February 17, 2017
Is the media really more divided than ever?
by Kait Howard
One positive aspect of the fallout from the election, if there can be said to be any, is that the liberal media that was so sure of a Clinton victory seems to be stepping back to analyze itself.
On Tuesday, for example, the New York Times’ Sydney Ember took the coverage of Michael T. Flynn’s resignation as national security adviser as an opportunity to compare the vastly different approaches of left- and right-wing media, the former “centered on what Mr. Flynn had done that led to his resignation,” and the latter “on the leaks from Washington that had put pressure on Mr. Flynn to step aside.”
Ember then proceeds to break down, in varying degrees of detail, the approach taken by right-leaning organizations such as Fox News and the intellectually dubious Breitbart News, compared to the left-leaning organizations that have been credited, in the liberal Twitter-sphere, for aggressive reporting that led to Flynn’s resignation. What’s interesting about this exercise, she writes, is not that it reveals divisions between the left and right, but that “the rift between the mainstream media and more partisan news organizations has grown starker in the nearly four weeks since Mr. Trump took office, reflecting a widening political and ideological rift.”
The growing division means that some readers are getting their news through an ever-narrowing prism. Americans who get their information predominantly from Breitbart News, a right-wing news and opinion site, for instance, or from the conservative Fox News are getting a very different version of the news from Americans who read The Washington Post or watch CNN.

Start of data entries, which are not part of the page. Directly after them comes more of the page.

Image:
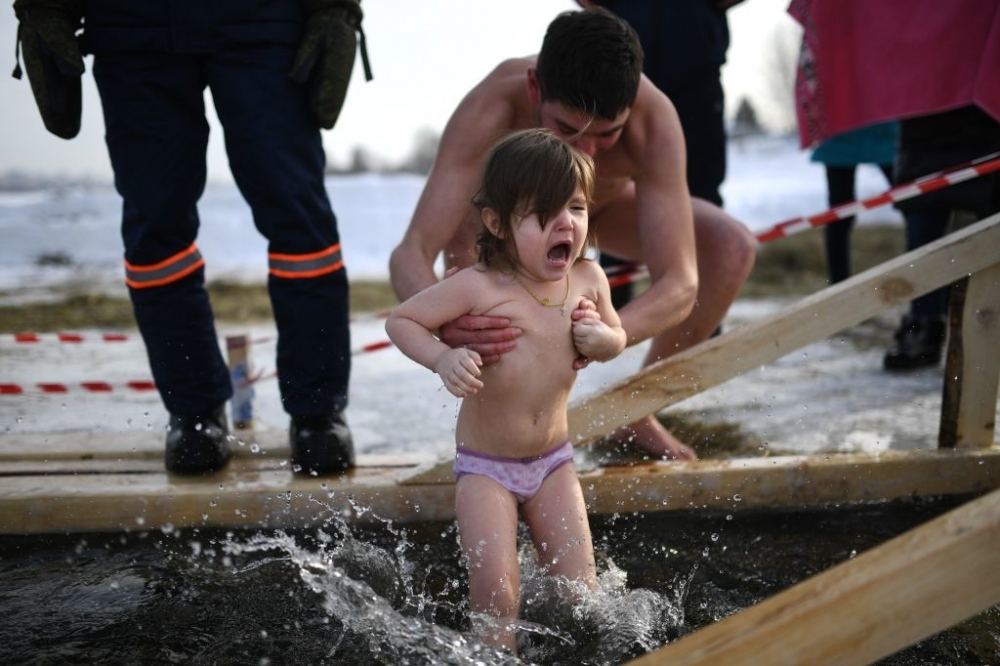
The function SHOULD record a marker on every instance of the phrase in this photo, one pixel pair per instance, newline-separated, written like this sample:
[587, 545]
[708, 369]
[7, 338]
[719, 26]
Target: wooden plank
[240, 497]
[825, 313]
[146, 465]
[866, 608]
[816, 317]
[972, 372]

But is that really true? Did Fox take a more moderate approach during the campaign and then suddenly swerve off to the right?
Or could it be that those on the left are only just beginning to pay attention? It’s certainly heartening to see the Times taking a close look at the way the Flynn debacle was covered across the spectrum—even if that means taking the opinion pieces that Breitbart peddles as news seriously—but it also makes them look suspiciously ignorant of the narratives that thrive, and have thrived for some time, outside the so-called mainstream.
Kait Howard is a publicist at Melville House.